夜はまだ冷たく、伏兵の気配も、矢が飛んだ感触も、皆の中に残っています。
ですが、完全な沈黙でもありません。
声があります。
笑いがあります。
見ている者がいます。
止めようとする者がいます。
怖いと言える者がいます。
それは、今の私達にとって、とても大事な事でした。
「玉楼」
孫二娘殿が、ふとこちらを見ました。
「はい」
「また難しい顔だよォ」
「考え事です」
「眉間に皺が寄るよ」
「寄っておりません」
顧大嫂殿が即座に言いました。
「寄ってるね」
紅玉も、小さく頷きます。
「少しだけ……」
「紅玉まで」
孫二娘殿が楽しそうに笑いました。
「ほら、玉楼も見られてるよォ」
「私は問題ありません」
「本当に?」
顧大嫂殿が聞きます。
「本当です」
紅玉が、少しだけこちらを見ました。
「……玉楼様も、無理をされる時があります」
「紅玉」
孫二娘殿が腹を抱えて笑いました。
「今日は玉楼が刺される日だねェ」
「す、すみません」
「謝らなくていいよ」
顧大嫂殿が笑いました。
「見てる証拠だ」
私は小さく息を吐きました。
「……では、私も気を付けます」
孫二娘殿が満足そうに頷きます。
「よし」
紅玉が続けます。
「よし、なのですね」
「そうだよォ。
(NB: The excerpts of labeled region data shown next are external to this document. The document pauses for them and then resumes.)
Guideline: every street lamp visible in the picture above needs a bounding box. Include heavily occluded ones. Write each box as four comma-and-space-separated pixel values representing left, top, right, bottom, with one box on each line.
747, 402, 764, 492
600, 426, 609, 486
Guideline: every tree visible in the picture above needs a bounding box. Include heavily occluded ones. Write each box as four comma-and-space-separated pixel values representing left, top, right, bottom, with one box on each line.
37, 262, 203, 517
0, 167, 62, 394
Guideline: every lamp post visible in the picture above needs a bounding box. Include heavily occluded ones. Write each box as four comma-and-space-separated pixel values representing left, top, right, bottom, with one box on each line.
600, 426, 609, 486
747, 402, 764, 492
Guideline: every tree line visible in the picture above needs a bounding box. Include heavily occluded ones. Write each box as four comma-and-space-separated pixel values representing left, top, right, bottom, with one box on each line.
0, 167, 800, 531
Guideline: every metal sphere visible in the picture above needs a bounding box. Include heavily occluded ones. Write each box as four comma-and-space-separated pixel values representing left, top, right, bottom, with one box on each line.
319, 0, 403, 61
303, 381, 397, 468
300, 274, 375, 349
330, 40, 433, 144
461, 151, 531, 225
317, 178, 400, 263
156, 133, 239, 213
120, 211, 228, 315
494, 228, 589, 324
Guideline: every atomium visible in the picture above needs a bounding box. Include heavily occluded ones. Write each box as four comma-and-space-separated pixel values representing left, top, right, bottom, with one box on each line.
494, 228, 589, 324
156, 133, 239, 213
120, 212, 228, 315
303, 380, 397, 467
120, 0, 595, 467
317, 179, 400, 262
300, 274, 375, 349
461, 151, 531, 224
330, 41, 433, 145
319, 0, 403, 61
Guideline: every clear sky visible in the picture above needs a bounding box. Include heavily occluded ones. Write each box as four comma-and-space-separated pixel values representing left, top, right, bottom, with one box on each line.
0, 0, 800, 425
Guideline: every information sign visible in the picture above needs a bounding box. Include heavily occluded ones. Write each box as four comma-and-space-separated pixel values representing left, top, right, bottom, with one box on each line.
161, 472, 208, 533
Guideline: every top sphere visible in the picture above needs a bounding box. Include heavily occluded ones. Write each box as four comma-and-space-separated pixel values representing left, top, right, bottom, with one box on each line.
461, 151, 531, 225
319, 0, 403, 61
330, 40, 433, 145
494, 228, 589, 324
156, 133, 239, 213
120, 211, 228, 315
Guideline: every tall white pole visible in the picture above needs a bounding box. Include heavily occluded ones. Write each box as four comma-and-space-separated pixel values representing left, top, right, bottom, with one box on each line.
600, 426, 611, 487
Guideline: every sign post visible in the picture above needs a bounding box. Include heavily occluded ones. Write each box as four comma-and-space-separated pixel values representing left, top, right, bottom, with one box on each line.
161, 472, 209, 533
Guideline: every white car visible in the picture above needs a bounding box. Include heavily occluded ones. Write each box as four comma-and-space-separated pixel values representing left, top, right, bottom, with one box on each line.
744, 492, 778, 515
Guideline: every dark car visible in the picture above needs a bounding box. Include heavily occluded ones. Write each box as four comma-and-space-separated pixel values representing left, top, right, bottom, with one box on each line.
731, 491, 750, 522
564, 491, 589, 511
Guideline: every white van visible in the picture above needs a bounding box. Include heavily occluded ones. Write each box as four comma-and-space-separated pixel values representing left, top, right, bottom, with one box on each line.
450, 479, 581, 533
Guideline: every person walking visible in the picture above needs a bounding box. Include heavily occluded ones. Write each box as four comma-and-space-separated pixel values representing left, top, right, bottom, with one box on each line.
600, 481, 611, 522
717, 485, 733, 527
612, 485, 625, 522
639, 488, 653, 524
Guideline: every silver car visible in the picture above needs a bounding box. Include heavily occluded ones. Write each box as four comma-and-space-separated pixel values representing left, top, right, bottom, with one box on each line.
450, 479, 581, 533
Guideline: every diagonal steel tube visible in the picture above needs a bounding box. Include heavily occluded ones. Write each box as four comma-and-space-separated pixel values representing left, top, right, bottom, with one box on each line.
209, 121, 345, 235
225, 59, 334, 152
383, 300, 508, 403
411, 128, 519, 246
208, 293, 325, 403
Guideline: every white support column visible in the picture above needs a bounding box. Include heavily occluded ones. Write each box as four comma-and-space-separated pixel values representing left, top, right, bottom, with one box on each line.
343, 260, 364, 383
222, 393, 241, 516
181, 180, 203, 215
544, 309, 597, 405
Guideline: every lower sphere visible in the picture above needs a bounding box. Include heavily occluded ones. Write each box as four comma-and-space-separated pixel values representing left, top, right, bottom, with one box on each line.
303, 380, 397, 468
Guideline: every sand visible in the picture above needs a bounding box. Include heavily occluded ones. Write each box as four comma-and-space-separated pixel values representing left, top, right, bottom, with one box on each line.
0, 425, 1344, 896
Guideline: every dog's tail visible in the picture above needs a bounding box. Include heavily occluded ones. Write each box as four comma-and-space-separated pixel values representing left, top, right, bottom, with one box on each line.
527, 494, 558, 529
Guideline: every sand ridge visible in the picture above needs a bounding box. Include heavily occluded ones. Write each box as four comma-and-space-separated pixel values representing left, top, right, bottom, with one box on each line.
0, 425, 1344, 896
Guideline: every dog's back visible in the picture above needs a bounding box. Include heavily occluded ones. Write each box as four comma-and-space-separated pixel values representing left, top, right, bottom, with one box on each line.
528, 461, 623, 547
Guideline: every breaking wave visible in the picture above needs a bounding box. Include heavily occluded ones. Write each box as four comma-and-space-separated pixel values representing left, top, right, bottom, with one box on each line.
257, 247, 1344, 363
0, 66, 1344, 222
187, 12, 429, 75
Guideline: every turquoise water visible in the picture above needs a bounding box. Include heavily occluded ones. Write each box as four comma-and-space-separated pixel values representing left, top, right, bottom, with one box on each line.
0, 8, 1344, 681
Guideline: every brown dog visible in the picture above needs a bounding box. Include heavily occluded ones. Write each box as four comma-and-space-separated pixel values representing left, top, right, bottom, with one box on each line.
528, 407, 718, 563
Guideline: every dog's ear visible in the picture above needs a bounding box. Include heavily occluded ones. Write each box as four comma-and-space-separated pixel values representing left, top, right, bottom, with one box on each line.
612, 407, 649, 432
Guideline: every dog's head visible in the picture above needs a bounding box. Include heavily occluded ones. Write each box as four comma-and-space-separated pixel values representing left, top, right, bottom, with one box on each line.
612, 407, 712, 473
三娘も玉楼も、前へ出すぎないならよしだよォ」
「私は前へ出すぎておりません」
「まだ言うかい」
顧大嫂殿が笑いながら立ち上がりました。
「ほら、そろそろ休むよ。明日も進むんだろ」
「はい」
私は前を見ました。
西京へ向かう道は、まだ遠いです。
王慶軍も、まだいるでしょう。
飛刀も、流星鎚も、まだ見ぬ敵も。
そして、扈三娘様ご自身の中にある、半拍先へ出すぎる危うさ。
見落としてはいけないものは、増えています。
ですが、見ている者も増えています。
敵だけではなく、味方も。
前だけではなく、戻る場所も。
半拍先へ出た者が、ちゃんと帰って来られる様に――
淮西の夜風は冷たく、乾いていました。
ですが、完全な沈黙ではありません。
その事だけは、まだ救いでした。